Bien que de fortes doses d'épinéphrine augmentent la pression de perfusion coronarienne et le flux durant la réanimation cardiopulmonaire, l'épinéphrine augmente également la consommation d'oxygène myocardique pendant la fibrillation ventriculaire. Pour tester l'hypothèse selon laquelle l'épinéphrine améliore l'équilibre entre l'apport et la demande d'oxygène myocardique pendant la réanimation cardiopulmonaire, les concentrations d'adénosine 5'-triphosphate (ATP) et de lactate myocardiques ont été mesurées avant et immédiatement après 10 minutes de réanimation cardiopulmonaire chez 10 chiens témoins et 10 chiens ayant reçu de l'épinéphrine intraveineuse (bolus de 1 mg suivi de 0,2 mg/min).

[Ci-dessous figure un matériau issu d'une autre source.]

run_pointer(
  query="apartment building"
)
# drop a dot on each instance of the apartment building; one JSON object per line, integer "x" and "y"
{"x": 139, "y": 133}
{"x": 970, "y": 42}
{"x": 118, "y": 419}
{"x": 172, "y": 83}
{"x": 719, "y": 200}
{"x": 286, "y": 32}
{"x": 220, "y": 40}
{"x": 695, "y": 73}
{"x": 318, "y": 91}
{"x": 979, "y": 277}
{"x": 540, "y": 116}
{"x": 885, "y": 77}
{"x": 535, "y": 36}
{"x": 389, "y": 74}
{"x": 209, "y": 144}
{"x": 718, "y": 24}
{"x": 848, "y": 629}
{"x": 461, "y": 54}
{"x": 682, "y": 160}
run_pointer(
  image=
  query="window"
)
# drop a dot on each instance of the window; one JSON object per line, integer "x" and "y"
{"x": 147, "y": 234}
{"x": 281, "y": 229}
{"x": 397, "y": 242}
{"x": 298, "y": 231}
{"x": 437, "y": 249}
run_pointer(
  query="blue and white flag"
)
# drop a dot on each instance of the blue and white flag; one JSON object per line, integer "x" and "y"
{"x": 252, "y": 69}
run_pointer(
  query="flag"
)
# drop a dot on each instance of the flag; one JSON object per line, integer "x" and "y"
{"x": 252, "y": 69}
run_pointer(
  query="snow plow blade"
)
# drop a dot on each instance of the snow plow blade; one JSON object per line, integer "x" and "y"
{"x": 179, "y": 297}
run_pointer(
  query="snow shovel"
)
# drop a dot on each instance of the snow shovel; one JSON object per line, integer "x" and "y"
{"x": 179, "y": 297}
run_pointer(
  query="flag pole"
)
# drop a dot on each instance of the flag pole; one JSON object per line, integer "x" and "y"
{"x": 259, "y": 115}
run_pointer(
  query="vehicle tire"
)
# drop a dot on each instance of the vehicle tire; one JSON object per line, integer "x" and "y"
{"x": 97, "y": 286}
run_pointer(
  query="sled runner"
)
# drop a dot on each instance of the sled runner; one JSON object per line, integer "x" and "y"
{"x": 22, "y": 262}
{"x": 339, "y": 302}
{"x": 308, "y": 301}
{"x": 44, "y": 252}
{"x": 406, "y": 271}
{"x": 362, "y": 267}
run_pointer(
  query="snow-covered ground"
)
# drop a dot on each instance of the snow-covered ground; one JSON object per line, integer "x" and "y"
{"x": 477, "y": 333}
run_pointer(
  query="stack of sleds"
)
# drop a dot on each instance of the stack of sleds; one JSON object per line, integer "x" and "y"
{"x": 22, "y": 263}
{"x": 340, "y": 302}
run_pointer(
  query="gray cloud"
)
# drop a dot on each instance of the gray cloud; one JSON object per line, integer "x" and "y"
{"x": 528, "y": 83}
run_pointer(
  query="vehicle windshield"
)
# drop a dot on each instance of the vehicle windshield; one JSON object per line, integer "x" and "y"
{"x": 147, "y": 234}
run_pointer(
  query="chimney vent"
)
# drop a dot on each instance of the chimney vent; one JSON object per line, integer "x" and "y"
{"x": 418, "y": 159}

Le flux sanguin myocardique du ventricule gauche pendant la réanimation cardiopulmonaire a été mesuré avec des microsphères radioactives et était significativement plus élevé dans le groupe épinéphrine (48 +/- 11 vs. 21 +/- 4 ml/min/100 g, p moins de 0,05). Cependant, la concentration de lactate myocardique a augmenté significativement (p moins de 0,01) après la réanimation cardiopulmonaire dans les deux groupes et avait tendance à augmenter davantage chez les animaux traités par épinéphrine. La concentration d'ATP myocardique a diminué significativement (p moins de 0,05) et dans des proportions comparables dans les deux groupes. Ces résultats suggèrent que de fortes doses d'épinéphrine peuvent ne pas améliorer l'équilibre entre l'apport et la demande en oxygène myocardique pendant la réanimation cardiopulmonaire, même si elles entraînent une augmentation substantielle du flux sanguin coronarien.
Ditchey et al. (Mon,) ont étudié cette question.